Tottenham Hotspur Supporters' Trust (THST) has criticised the club's handling of ticketing ahead of the move to Wembley Stadium, accusing Spurs of "stumbling from one bad decision to another" over the summer.

On Tuesday, the club announced the parameters for reselling tickets in the upcoming campaign at the national stadium, weeks after the 40,000 or so 19-game season tickets sold out.

The club has cut ties with third-party ticketing partner StubHub but supporters wishing to sell their season tickets for individual games can do so using the club's new in-house exchange system.

But despite THST lobbying, individual match tickets will only be put up for sale if Wembley's 90,000-seat capacity sells-out, and comes with a £7.50 "booking and administration fee per ticket."

THST argues that the stadium will rarely, if ever, sell out and has suggested that reselling is managed by blocks, describing the club's proposed system as unfair. They added that Spurs should consider revising it immediately to avoid the "embarrassment of empty seats."

"Such is the impact of TV that over half of Spurs' fixtures are rescheduled for broadcast across any given season. That's before games are displaced due to European commitments," a THST statement read.

"This means season ticket holders are essentially buying 19 games 'blind.' There will be occasions when real life gets in the way of football and matches will be missed.

"The resale platform should enable fans who can't make a match give others the opportunity to attend in their place while recouping their money. It's a simple premise.

"We believe the ticket exchange announcement is the latest in a series of mistakes made by the club this summer; mistakes that will have a negative impact on supporters and the club itself.

"Every action has a consequence, and the club has seemingly stumbled from one bad decision to another, increasingly boxing itself in."

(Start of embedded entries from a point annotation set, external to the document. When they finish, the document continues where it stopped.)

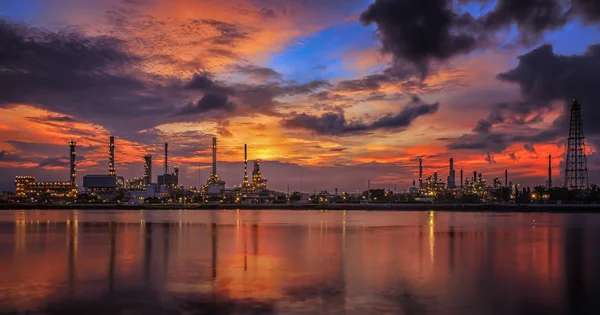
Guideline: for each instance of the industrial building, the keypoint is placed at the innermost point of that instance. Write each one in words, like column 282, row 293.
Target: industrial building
column 215, row 185
column 28, row 187
column 105, row 186
column 167, row 179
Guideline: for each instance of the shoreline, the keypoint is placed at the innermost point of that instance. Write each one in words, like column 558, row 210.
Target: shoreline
column 564, row 208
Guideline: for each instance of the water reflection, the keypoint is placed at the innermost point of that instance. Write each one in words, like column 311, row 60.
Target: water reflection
column 285, row 262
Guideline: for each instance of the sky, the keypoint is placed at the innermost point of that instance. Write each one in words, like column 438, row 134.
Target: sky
column 327, row 93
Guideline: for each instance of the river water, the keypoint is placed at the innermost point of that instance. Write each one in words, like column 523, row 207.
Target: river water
column 298, row 262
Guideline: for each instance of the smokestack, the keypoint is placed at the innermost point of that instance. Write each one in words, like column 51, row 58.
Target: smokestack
column 111, row 157
column 420, row 173
column 451, row 175
column 72, row 146
column 148, row 169
column 166, row 158
column 550, row 171
column 214, row 156
column 245, row 181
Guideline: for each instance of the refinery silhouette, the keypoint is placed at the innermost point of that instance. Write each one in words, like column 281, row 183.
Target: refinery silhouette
column 112, row 188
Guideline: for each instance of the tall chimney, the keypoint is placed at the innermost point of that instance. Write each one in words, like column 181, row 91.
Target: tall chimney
column 245, row 182
column 72, row 146
column 550, row 171
column 420, row 173
column 451, row 176
column 111, row 157
column 148, row 169
column 214, row 173
column 166, row 158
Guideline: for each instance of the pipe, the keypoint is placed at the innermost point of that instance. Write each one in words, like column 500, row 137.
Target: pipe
column 214, row 156
column 166, row 158
column 73, row 154
column 111, row 157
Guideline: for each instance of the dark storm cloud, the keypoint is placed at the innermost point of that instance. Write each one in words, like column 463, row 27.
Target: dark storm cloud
column 490, row 142
column 532, row 18
column 529, row 148
column 543, row 77
column 6, row 156
column 335, row 123
column 228, row 34
column 483, row 126
column 209, row 102
column 399, row 75
column 81, row 76
column 427, row 30
column 490, row 158
column 262, row 73
column 419, row 31
column 588, row 9
column 244, row 98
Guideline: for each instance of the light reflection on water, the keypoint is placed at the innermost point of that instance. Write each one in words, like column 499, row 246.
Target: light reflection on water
column 298, row 262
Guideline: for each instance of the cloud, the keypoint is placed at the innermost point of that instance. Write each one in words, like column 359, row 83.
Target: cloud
column 424, row 31
column 209, row 102
column 490, row 158
column 543, row 77
column 6, row 156
column 258, row 73
column 89, row 77
column 532, row 18
column 420, row 31
column 227, row 34
column 336, row 124
column 245, row 99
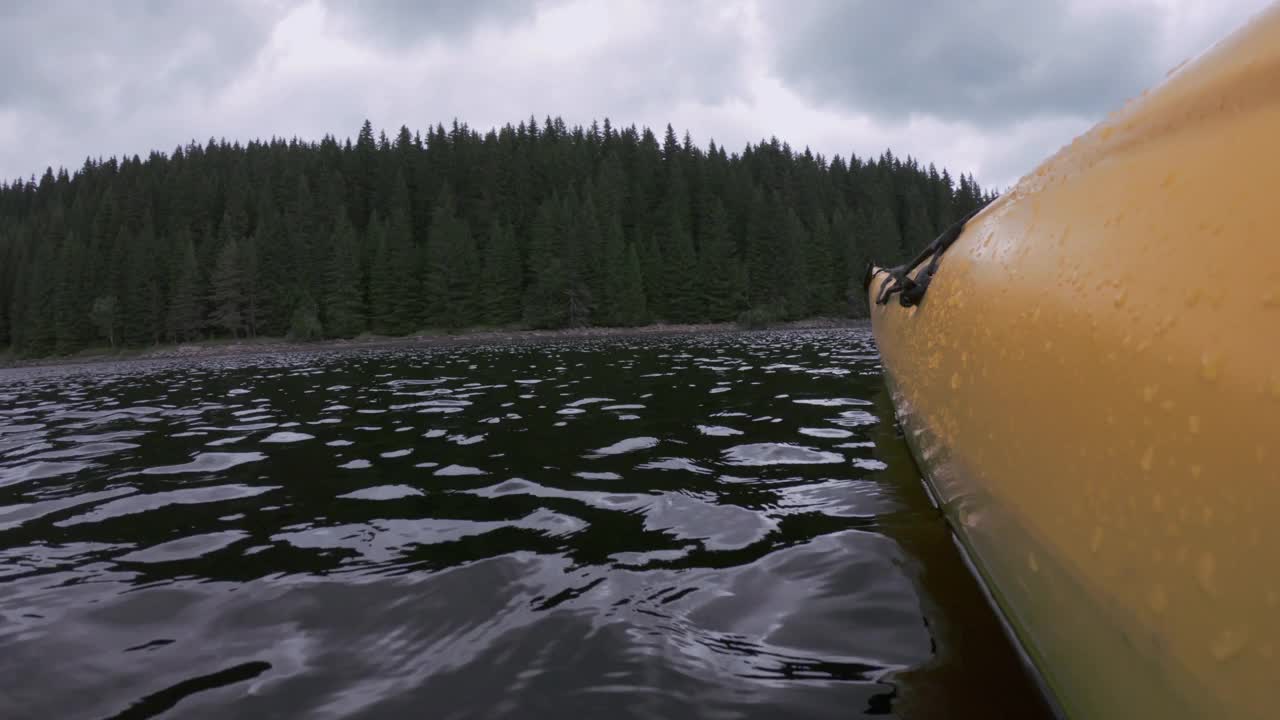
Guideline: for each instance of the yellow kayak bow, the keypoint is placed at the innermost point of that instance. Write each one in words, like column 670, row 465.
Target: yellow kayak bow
column 1091, row 384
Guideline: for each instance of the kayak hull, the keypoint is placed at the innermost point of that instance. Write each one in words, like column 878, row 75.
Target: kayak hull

Spurs hit back, saying the system is what's traditionally been in place at the club.

"We have historically always operated a system where the ticket exchange system only becomes active when the stadium is sold out, however we do reserve the right to open or close the exchange at our discretion at any stage during the sales process," said a Spurs spokesperson.

THST also criticised the club's decision not to allow a one-year season ticket amnesty, in effect forcing supporters to renew their season tickets or miss out a seat at the club's new 61,000-seater stadium, due to be ready for the start of the 2018-19 campaign.

It also said that pricing season tickets in isolation from match-day tickets is not a policy "designed to fill a 90,000-seater stadium."

Spurs say the club reserves the right to alter the criteria that triggers the exchange opening, and the THST urged them to do so.

Meanwhile, Wembley struggling to sell out Wembley for Saturday's friendly against Juventus, which has already been dramatically repriced by Relevant Sports, the PR company organising it.

Sources told ESPN FC that no more than 20,000 tickets had been sold for the game, as of Wednesday.